To evaluate the risk of and risk factors for a second episode (relapse) among patients with remitted primary anterior uveitis.
Retrospective cohort study.
Patients with primary anterior uveitis ...presenting to 1 of 4 academic ocular inflammation subspecialty practices achieving remission of the primary episode within 90 days of initial uveitis diagnosis.
Data were obtained by standardized chart review.
Time to relapse of anterior uveitis and risk factors for relapse.

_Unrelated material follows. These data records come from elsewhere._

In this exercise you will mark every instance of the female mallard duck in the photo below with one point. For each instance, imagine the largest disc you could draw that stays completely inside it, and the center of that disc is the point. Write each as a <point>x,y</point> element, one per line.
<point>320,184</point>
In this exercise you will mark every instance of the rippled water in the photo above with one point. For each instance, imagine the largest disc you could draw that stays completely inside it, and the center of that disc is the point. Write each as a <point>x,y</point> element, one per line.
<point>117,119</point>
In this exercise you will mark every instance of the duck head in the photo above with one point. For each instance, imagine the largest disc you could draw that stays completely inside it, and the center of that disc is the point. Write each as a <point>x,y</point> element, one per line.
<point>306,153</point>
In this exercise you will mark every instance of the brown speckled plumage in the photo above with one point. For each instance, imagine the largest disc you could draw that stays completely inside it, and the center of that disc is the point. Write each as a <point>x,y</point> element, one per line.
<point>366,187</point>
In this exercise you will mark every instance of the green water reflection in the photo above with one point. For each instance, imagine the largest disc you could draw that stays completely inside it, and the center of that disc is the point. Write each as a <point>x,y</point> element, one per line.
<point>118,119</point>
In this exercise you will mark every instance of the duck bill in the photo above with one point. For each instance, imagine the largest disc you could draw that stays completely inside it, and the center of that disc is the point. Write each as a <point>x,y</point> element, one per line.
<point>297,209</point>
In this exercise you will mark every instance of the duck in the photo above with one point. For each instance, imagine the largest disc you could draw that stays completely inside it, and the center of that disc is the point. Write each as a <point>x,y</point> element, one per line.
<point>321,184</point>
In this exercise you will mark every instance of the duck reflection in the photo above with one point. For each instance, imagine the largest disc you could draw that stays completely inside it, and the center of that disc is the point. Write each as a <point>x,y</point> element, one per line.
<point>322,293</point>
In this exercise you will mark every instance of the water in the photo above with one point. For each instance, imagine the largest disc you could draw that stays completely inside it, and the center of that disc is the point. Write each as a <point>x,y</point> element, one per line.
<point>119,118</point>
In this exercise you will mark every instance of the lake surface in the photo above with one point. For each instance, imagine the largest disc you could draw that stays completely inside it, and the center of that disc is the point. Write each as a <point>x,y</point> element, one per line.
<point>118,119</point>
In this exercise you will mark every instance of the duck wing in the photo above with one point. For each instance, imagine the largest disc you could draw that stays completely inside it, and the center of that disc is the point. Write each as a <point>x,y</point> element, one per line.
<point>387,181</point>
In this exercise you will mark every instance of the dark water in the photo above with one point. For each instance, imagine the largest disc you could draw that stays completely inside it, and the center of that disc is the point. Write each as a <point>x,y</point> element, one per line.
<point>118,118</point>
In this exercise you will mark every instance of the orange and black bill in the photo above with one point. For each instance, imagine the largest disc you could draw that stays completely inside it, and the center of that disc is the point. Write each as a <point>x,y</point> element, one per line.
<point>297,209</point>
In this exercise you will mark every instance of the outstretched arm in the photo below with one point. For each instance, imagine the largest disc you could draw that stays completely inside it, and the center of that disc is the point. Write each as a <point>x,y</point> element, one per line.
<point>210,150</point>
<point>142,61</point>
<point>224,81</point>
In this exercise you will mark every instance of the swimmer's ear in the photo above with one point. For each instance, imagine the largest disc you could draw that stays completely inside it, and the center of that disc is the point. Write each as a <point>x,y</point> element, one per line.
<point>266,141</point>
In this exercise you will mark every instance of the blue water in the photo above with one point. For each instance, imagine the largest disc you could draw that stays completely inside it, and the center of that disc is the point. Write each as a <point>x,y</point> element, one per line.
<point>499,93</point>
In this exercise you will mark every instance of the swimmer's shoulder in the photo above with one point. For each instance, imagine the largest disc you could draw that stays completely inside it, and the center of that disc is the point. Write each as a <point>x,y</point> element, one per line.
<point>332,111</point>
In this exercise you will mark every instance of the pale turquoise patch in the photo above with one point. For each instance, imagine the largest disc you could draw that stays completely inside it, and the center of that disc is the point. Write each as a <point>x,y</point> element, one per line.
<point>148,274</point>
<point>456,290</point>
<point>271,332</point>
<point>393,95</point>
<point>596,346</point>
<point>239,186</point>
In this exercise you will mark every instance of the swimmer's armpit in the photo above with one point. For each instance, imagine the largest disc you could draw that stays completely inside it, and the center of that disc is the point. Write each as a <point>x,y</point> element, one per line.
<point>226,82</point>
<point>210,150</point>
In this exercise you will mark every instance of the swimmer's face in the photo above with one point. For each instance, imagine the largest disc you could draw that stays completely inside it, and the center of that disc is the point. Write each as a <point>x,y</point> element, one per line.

We included 102 patients with a first episode of anterior uveitis who were seen within 90 days of first-ever uveitis onset and followed for 165 person-years after achieving remission of the initial episode. Most patients were female (60%) and white (78%). Forty patients had a recurrence of anterior uveitis. The incidence of relapse was 24% per person-year (95% confidence interval CI, 17%-33%). At 1.5 years after remission, 61% (95% CI, 48%-71%) were still in remission. Younger adults had significantly higher relapse risk than middle-aged adults (hazard ratio 18- to 35-year-old persons vs. 35- to 55-year-old persons, 2.7; 95% CI, 1.3-6.0).
Our results suggest that many patients with remitted primary anterior uveitis presenting for tertiary uveitis care will relapse. Age in the young adult range was associated with higher risk of relapse. Given the high relapse risk, management of patients with primary anterior uveitis should include an explicit plan for detecting and managing relapses.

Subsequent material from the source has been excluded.